Control of glyphosphate-resitant Canad fleabane in soybean with preplant herbicides (2017)

## Tackling an analysis using GLIMMIX

So, you have some data and you want to analyze it using Proc GLIMMIX.  You have some data which you’ve collected and have a few treatments which you’d like to compare.  So how do you start this?

My goal is to provide steps to tackle these types of analyses, whether you are working with weed data, or animal data, or yield data.  I suspect I’ll be updating this post as we clarify these steps.

## First Step – your experimental design

Ah yes!  Despite popular belief you DO have an experimental design!  Find it or figure it out now before you go any further.  Why?  Because your model depends on this!  Your analysis comes down to your experimental design.

## Second Step – build your MODEL statement

You know what your outcome variable is, you know what your experimental design is, which means you know what factors that you’ve measured and whether they are fixed or random.  So…  you now know the basis of your MODEL statement and your initial RANDOM statement.

## Third Step – expected distribution of your outcome variable

You already know whether your outcome variable comes from a normal distribution of not.  Chances are it is not, but what is it?  Check out the post on Non-Gaussian Distributions to get an idea of what distribution your outcome variable may be.  Think of it as the starting point.

Add this distribution and the appropriate LINK to the end of our MODEL statement.

## Fourth Step – run model and check residuals

Remember that when we run the Proc GLIMMIX – we need to check our assumptions – the residuals!  How do they look?  How’s the variation between your fixed effect levels?  Homogeneous or not?  Are the residuals evenly distributed?  Are the residuals normally distributed?

## Fifth Step – residuals NOT normally distributed

Is there another LINK for the DISTribution that you selected?  If so, please try it.
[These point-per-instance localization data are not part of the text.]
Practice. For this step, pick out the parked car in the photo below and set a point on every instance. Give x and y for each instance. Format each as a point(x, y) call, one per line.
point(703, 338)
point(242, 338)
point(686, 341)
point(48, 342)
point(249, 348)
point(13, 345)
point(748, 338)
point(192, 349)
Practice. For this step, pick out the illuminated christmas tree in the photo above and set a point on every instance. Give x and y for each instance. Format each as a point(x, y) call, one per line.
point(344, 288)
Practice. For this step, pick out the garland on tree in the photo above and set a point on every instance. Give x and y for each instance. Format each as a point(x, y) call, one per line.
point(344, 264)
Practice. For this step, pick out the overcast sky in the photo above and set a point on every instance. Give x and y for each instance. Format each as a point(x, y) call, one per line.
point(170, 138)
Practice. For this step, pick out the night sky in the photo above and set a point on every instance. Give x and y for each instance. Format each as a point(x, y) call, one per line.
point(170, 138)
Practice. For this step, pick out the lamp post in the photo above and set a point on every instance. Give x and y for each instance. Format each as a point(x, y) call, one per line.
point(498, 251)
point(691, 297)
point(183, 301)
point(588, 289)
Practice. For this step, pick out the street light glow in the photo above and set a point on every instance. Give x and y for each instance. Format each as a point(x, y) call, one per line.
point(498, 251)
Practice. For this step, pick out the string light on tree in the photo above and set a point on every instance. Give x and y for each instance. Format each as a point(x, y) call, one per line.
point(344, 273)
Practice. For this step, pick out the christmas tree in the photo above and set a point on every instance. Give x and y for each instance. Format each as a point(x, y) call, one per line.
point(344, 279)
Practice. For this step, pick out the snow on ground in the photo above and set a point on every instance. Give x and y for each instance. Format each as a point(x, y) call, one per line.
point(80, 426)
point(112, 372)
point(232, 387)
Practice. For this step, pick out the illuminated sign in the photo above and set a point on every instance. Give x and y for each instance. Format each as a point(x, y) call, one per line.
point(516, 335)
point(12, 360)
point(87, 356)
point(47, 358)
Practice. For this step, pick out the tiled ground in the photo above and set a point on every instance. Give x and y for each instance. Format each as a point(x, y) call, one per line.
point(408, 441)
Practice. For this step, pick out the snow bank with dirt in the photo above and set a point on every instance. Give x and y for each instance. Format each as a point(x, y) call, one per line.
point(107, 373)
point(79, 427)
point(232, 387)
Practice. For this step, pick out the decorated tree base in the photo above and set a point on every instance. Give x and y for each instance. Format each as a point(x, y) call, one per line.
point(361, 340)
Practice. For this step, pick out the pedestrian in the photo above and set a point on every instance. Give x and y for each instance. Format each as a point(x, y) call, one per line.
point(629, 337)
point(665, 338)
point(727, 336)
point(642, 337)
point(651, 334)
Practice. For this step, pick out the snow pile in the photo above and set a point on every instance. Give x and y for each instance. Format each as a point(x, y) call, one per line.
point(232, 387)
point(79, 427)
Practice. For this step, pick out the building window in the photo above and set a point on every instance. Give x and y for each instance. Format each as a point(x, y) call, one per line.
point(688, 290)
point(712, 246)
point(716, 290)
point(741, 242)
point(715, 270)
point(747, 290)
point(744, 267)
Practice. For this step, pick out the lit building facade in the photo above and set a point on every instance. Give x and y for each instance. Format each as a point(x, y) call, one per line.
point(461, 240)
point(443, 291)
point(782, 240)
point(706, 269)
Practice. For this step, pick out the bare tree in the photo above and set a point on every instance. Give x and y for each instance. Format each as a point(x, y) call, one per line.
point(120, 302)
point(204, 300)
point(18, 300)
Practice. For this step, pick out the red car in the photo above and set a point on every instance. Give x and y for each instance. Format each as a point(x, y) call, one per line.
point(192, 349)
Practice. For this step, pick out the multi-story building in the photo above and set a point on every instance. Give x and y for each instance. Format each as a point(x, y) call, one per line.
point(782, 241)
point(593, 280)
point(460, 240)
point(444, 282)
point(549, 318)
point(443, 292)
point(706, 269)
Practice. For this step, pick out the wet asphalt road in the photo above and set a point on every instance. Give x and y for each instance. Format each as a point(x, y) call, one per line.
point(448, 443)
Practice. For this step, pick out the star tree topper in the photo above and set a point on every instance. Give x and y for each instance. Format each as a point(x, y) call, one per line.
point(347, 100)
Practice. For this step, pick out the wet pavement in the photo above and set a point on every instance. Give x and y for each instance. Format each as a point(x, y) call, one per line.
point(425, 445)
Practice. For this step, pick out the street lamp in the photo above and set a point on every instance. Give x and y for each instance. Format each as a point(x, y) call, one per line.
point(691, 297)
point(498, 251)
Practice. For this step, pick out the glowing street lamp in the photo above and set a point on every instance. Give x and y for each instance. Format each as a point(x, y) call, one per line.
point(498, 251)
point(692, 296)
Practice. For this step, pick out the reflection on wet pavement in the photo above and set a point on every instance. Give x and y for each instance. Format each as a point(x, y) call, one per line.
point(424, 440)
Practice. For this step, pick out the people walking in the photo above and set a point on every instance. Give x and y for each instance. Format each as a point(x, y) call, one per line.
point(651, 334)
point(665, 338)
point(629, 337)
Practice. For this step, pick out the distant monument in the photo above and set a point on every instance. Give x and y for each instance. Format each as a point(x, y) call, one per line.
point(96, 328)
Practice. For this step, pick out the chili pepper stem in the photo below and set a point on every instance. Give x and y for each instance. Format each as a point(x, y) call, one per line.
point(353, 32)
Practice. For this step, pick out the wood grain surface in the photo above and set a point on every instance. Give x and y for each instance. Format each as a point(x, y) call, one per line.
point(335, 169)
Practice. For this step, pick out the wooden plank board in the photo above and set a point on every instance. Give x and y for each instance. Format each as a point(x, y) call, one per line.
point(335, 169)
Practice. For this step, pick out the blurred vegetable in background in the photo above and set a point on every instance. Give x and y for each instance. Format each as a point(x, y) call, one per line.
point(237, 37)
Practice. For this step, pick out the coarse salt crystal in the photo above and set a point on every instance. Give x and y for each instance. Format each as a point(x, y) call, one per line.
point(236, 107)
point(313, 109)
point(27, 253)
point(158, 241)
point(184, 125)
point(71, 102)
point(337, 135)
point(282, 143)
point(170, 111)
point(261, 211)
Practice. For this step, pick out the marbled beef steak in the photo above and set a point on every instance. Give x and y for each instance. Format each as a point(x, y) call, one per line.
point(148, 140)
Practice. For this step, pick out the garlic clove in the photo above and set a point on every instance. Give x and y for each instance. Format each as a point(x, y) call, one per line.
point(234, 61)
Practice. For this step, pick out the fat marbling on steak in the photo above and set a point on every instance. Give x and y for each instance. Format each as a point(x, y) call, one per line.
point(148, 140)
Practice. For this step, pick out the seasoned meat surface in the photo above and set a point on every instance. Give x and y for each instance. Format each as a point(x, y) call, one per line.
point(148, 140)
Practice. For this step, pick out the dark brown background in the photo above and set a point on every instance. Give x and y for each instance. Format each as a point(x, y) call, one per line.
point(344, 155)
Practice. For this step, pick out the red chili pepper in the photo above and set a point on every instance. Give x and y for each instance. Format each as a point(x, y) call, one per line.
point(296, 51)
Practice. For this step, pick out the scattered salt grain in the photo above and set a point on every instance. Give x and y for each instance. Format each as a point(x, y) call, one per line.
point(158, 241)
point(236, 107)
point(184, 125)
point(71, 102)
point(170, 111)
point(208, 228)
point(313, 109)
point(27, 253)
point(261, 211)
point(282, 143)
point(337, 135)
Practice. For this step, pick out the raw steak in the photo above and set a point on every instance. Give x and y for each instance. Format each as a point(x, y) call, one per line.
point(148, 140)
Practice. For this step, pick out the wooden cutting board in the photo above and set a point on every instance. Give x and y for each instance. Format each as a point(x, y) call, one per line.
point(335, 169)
## Sixth Step – fixed treatment effects not homogeneous

Now the fun begins.  To fix this one, we need to add a second RANDOM statement – essentially telling SAS that we need to it to use the variation of the individual treatment levels rather than the residual variation.  As an example, a RANDOM statement, for a design that has a random block effect, would be as follows:

RANDOM _residual_ / subject = block*treatment group=treatment;

## Seventh Step – try another distribution

Now – we do NOT want you trying ALL the distributions possible – this just doesn’t make sense.  Remember you need to think back to the distribution possibilities for our outcome variable.  Please use the link provided in Step 3 as a guide.  However, one distribution I have discovered works for many situations is the lognormal distribution.  At the end of your model statement you would add / DIST=lognormal LINK=identity.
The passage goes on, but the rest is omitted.